If St. Peter’s continues toward closing the unit, the system will need to submit a closing plan to the state Department of Health for approval that explains how it would mitigate the negative identified impacts on medically underserved people. Meanwhile, state Attorney General Letitia James has held a public hearing on whether the non-profit hospital was violating its charitable mission by trying to close maternity services. Local and state legislators representing the Burdett service area have been investigating potential ways to save the birth center.
Other states have also strengthened oversight of health industry consolidation to prevent price increases from loss of competition and address health equity concerns. The National Conference of State Legislatures reported that, in 2023, at least four more states added or increased requirements for health facilities to notify state officials of proposed mergers or other contractual affiliations.

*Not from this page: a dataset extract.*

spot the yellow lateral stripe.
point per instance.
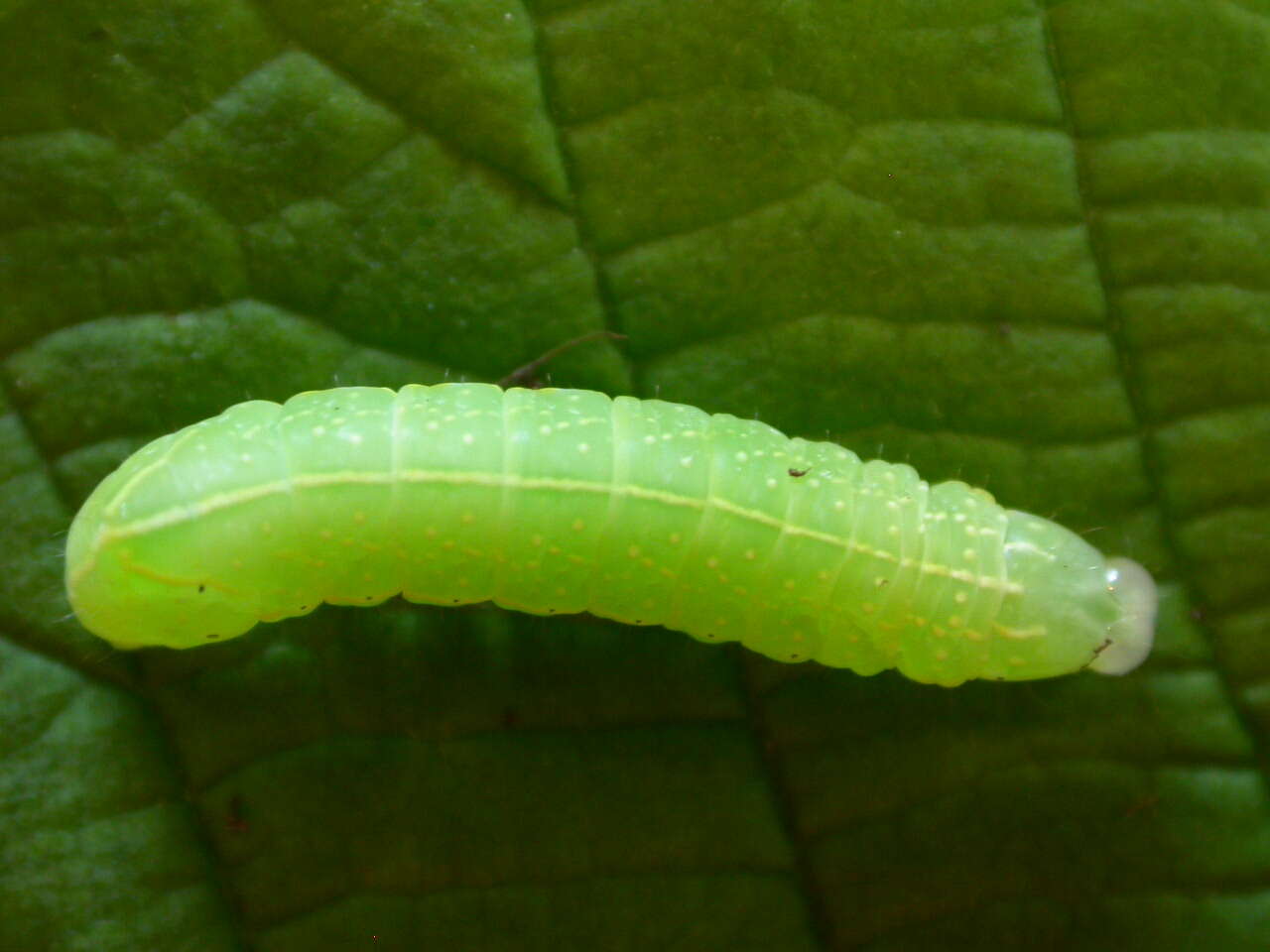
(226, 500)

A new Minnesota statute authorizes the state Attorney General to seek court action prohibiting or unwinding a transaction if it is not in the public interest, which is defined to include that it “will reduce delivery of health care to disadvantaged, uninsured, underinsured, and underserved populations and to populations enrolled in public health care programs.”
In 2021, Oregon Gov. Kate Brown signed HB2362 into law, giving the Oregon Health Authority (OHA) jurisdiction over large-size proposed mergers, acquisitions and affiliations. The authority can deny approval if the applicants cannot show that the transaction would increase access to services in medically underserved areas, improve health outcomes or reduce patient costs. Transactions that would cause a loss of services essential to achieving health equity receive special scrutiny.

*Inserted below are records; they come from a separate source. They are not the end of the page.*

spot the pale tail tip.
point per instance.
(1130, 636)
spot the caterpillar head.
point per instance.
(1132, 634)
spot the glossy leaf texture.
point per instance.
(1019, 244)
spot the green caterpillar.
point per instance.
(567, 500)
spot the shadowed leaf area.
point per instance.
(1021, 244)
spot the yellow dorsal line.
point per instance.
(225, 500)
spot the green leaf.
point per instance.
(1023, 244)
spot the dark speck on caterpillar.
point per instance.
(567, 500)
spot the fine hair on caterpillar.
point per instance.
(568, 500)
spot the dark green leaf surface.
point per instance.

Since the law went into effect in March 2022, OHA has reviewed 10 transactions. Health advocates expect the first real test of the law to be review of the planned acquisition of the Legacy Health System by the Oregon Health Sciences University.
Connecticut has a robust existing process for review of proposed health industry transactions. In late August, state Office of Health Strategy (OHS) rejected the Nuvance Health System’s plan to close the maternity unit at its Sharon Hospital, located in the rural northwest corner of the state. Nuvance is appealing that ruling.

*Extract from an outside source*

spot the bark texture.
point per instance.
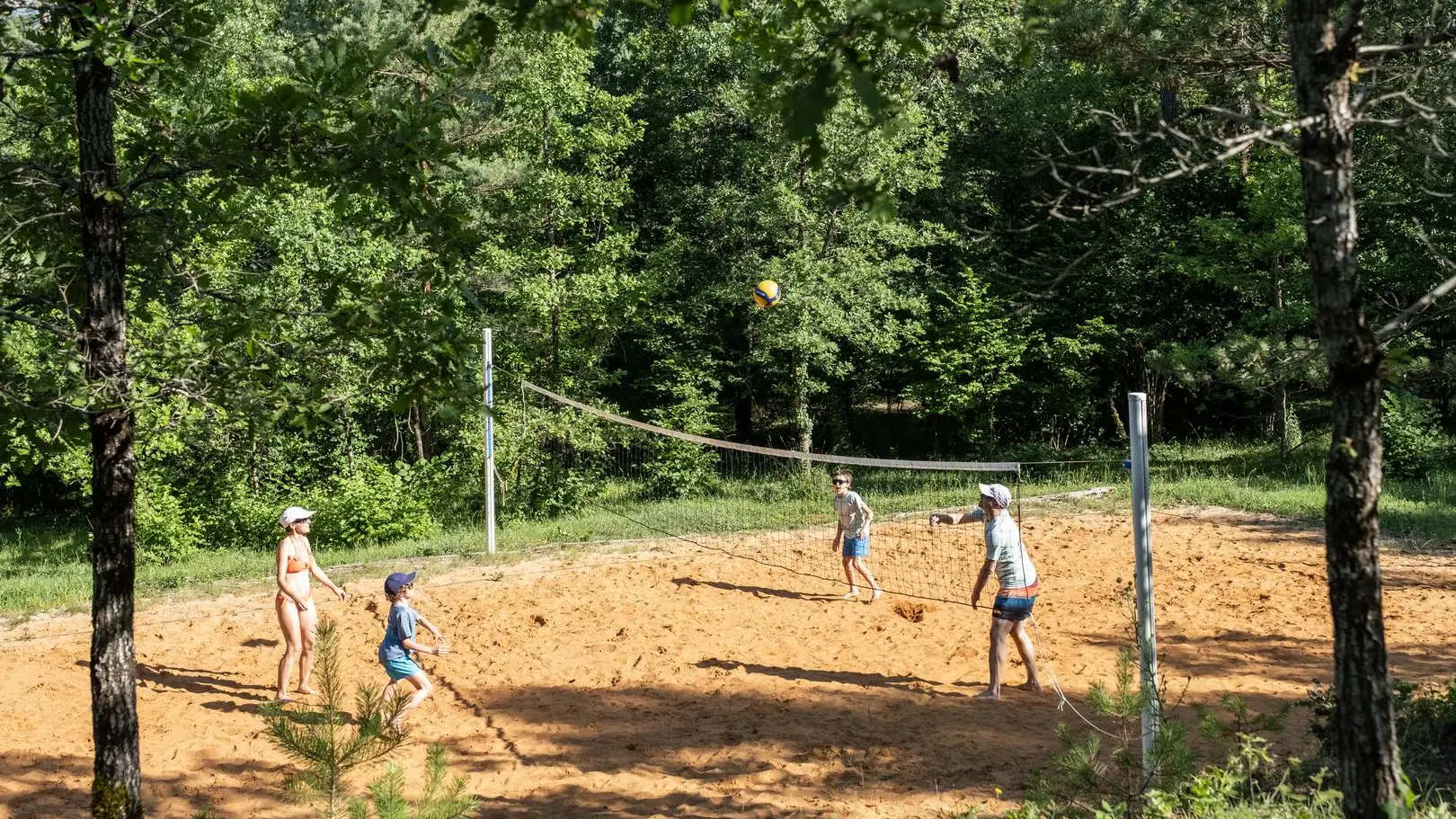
(117, 771)
(1326, 49)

Given the rapid pace of hospital mergers, closures and downsizing, health industry consolidation is likely to attract new attention in state legislative sessions come January of 2024. There is also potential for action at the federal level. President Joe Biden’s executive order on industry consolidation led to examination of the impact of health industry consolidation on access to services, as well as prices. The Federal Trade Commission is also revising its guidelines for review of proposed mergers and acquisitions and has received suggestions that it incorporate the New York model of health equity impact analysis.
While the outcomes are still uncertain, the federal government, along with several state governments, are starting to take policy actions to protect communities from service closures that often come with health industry consolidation.